7.9

Married: “Halloween”

(Episode 1.09)

Married: “Halloween”

Critics like to argue whether or not a character’s epiphany or growth was “earned,” which is kind of a hifalutin way of asking if we bought it, if we saw enough stuff to warrant a change. There are three moments of realization or growth in “Halloween,” and after some initial skepticism, I’m buying all of them.

The A.J. thread follows Russ and Jess as they try to wrangle A.J. into rehab, which proves increasingly tough after he hops out his bedroom window and leads them all over town; first to a café (“I had to say goodbye to my favorite barista… That guy makes the best mochas”), then to his office, where—upon hearing that his peers are holding a partners meeting without him—he explodes in a bearded blaze of nudity and violence.

A.J. has been a pill-popping mess all season—dude was due for a meltdown. (Favorite/most disturbing accessories of the episode: A.J.’s pitchfork and matching grin at the costume store.) What I didn’t buy at first was why he finally yields to Russ and Jess and agrees to rehab: It’s not losing his high-powered job or being bounced from the office he helped found, but learning that he slept with his assistant Gillian while blacked out—twice—and that the poor girl’s in love with him.

I found this hard to swallow because A.J. hasn’t been a paragon of empathy this season—remember, at one point Shep had to coax a 19-year-old one-night-stand named April from A.J.’s bathroom. (Not to mention, last week A.J. crashed a shivah.) But this isn’t someone A.J. met at a bar; this is a person he’s worked with closely for a long time. April was livid, rightfully so, but she wasn’t in love with him. The look in Gillian’s eyes is so pained and the look in A.J.’s so vacant that I am buying this exchange as the straw that breaks the camel’s back, the stick that prods A.J. into rehab. Getting fired tosses your life into the air, but I’m not sure it prompts the kind of merciless self-analysis that breaking someone’s heart does.

While Russ tries to get a hold on A.J., Lina meets with her “best friend” Eva, a supremely busy person who’s just in town for the night. The chemistry between these two is DOA—especially compared to Russ and Jess, whose “Halloween” car scene has just the tiniest whiff of romantic tension. I’m not sure why the writers saddled Lina with a best friend we’ll likely never see again. Her relationship with Lina feels professional or clinical; if I didn’t know they were pals, I’d have thought Eva was a therapist or marriage counselor. Then again, these two never see each other, and Lina has some venting to do about Russ. “We’ve been better,” she says, almost by way of introduction.

One thing I like about this episode is that there’s nothing specifically or glaringly wrong with Russ and Lina; they just resent each other for some nebulous reason (Russ especially, because Russ remains a pretty crappy husband/father), then compound the problem by feeding off of and into each other’s moods in a sort of bitterness feedback loop. They can’t even agree on who hates whom lately, meaning (a.) they’re not communicating; (b.) nobody hates anybody. This strikes one admittedly moody critic as a refreshingly authentic problem for a TV couple to have.
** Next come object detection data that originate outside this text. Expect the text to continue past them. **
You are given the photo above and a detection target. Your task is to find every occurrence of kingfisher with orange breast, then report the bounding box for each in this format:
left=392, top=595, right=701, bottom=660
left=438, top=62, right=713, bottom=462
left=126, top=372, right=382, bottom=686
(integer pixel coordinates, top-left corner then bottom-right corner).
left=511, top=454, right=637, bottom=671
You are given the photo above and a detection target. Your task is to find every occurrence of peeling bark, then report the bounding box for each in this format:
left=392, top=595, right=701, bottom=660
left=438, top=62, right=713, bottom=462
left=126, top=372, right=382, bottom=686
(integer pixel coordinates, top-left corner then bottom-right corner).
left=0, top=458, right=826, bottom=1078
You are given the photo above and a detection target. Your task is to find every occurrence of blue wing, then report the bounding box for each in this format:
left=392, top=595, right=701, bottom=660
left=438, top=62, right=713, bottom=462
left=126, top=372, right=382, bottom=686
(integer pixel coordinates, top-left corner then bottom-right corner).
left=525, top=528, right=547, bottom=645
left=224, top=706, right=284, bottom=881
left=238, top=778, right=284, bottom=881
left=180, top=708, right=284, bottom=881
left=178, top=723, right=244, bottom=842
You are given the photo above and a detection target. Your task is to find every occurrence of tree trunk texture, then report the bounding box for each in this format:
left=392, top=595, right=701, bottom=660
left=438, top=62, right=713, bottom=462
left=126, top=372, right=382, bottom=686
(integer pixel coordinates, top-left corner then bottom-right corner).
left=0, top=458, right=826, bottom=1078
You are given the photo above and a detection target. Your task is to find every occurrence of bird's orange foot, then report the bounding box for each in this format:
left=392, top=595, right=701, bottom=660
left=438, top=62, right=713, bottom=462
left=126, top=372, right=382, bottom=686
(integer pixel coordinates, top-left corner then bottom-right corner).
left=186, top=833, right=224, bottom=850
I don’t know if Lina earns the epiphany that finds her returning to her family a more patient and forgiving wife, or that Eva’s little pep talk would have had such a profound effect on her. But I do believe that with a relatively small problem like this, Lina might just have needed to talk about it, blow off some steam and laugh with her best friend.

Like Lina, Jess passes up a night out to trick-or-treat with her family, and given her preference for nose candy over more traditional sweets, this might be a more surprising shift than either A.J.’s surrender or Lina’s return. But it’s easy to see how hunting down an immature addict like A.J. all day could renew one’s appreciation for the mellow, steady, ever-present Shep.

When Jess steps out of the car in a slutty pirate costume—her daddy issues on display for the whole neighborhood—Shep realizes with the rest of us just how lucky and unlucky he is.